Para pramuwisata itu juga berharap ada sertifikasi kompetensi khususnya budaya Bali, kemampuan berbahasa Bali, dan agar mereka dilibatkan dalam program Prakerja. Ini menurut Sandi adalah satu pemetaan masalah yang bisa langsung diberi solusi dengan program pemerintah.
"Saya langsung memastikan dana hibah tahun ini tidak hanya menyasar hotel dan restoran tapi juga memberikan sentuhan kepada biro perjalanan pariwisata dan pramuwisata," sebutnya.
Ia yakin para pramuwisata dapat turut mensosialisasikan protokol CHSE atau kebersihan, kesehatan, keselamatan, dan keberlanjutan lingkungan. Ini adalah salah satu perubahan dari segi trend pariwisata saat ini yakni menjadi safety healthy tourism.

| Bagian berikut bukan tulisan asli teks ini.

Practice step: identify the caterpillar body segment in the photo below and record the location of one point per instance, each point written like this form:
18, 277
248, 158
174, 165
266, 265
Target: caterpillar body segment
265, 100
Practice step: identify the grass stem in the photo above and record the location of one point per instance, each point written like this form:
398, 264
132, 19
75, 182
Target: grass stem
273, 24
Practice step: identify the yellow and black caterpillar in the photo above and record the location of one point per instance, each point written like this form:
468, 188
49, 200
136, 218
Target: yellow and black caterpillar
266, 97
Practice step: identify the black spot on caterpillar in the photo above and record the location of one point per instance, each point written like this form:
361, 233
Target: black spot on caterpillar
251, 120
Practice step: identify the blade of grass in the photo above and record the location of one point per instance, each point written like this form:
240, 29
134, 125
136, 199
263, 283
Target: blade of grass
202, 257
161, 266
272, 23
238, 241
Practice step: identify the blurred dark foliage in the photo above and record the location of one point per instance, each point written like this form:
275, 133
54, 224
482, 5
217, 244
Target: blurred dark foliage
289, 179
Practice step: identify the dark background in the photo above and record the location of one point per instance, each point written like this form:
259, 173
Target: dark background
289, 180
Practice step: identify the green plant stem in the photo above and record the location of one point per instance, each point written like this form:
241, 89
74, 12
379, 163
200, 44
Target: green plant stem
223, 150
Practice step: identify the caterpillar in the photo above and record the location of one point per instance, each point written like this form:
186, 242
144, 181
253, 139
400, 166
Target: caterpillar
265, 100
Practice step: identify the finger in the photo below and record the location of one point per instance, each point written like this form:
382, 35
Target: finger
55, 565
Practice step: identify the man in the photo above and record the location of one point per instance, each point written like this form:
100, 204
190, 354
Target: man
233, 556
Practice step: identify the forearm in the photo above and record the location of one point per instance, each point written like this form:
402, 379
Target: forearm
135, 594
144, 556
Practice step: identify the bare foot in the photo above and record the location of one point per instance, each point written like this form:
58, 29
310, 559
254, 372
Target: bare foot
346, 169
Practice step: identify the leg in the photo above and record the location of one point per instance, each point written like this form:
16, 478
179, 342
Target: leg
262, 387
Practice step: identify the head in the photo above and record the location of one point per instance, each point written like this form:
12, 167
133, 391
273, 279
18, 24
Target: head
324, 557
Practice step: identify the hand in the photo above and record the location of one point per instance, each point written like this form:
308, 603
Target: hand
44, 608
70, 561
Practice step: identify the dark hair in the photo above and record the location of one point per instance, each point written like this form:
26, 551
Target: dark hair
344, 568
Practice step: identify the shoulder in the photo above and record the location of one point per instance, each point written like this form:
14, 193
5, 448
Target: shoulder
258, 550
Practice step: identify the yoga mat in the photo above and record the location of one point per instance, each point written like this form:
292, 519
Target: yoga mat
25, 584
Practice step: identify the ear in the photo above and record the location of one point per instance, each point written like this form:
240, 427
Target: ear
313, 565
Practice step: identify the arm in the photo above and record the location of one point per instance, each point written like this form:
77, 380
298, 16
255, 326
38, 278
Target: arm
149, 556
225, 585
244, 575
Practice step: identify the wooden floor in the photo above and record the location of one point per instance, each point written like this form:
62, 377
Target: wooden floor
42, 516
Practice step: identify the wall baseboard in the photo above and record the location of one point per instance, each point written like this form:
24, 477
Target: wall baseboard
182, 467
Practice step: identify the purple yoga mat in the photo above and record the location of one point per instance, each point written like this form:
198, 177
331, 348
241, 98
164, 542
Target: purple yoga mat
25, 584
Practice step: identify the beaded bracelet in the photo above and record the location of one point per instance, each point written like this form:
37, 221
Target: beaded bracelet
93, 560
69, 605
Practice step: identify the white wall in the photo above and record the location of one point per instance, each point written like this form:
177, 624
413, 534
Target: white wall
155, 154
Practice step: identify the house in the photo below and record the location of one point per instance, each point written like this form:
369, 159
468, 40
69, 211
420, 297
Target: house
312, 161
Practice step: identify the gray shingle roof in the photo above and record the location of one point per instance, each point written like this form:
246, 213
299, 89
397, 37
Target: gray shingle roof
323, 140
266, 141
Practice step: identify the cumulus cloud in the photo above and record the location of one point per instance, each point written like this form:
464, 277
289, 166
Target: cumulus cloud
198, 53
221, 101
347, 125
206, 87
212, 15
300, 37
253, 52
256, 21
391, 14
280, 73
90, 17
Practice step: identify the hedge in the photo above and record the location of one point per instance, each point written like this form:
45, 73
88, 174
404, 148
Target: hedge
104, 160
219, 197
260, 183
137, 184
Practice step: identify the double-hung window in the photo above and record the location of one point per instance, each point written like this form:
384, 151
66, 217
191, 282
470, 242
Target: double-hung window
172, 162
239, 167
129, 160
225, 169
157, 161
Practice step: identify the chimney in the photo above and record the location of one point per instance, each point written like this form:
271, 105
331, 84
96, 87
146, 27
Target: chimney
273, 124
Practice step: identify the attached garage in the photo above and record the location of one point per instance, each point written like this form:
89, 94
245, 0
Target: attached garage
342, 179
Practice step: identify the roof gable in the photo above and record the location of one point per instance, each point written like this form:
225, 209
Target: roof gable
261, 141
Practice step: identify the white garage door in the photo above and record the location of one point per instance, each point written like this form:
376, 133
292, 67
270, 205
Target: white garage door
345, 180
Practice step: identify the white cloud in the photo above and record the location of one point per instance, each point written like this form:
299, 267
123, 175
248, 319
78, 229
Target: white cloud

"Harapan kita bahwa sertifikasi kompetensi dari 1.600 SDM pariwisata dapat ditambah menjadi 2.100 SDM pariwisata pada tahun 2021 ini. Dan dari 90 pemandu wisata yang mendapatkan pelatihan storry telling bisa ditingkatkan juga khususnya untuk mencakup desa-desa wisata berpotensi untuk membuka lapangan pekerjaan sebesar-besarnya dan seluas-luasnya," demikian Sandiaga Uno.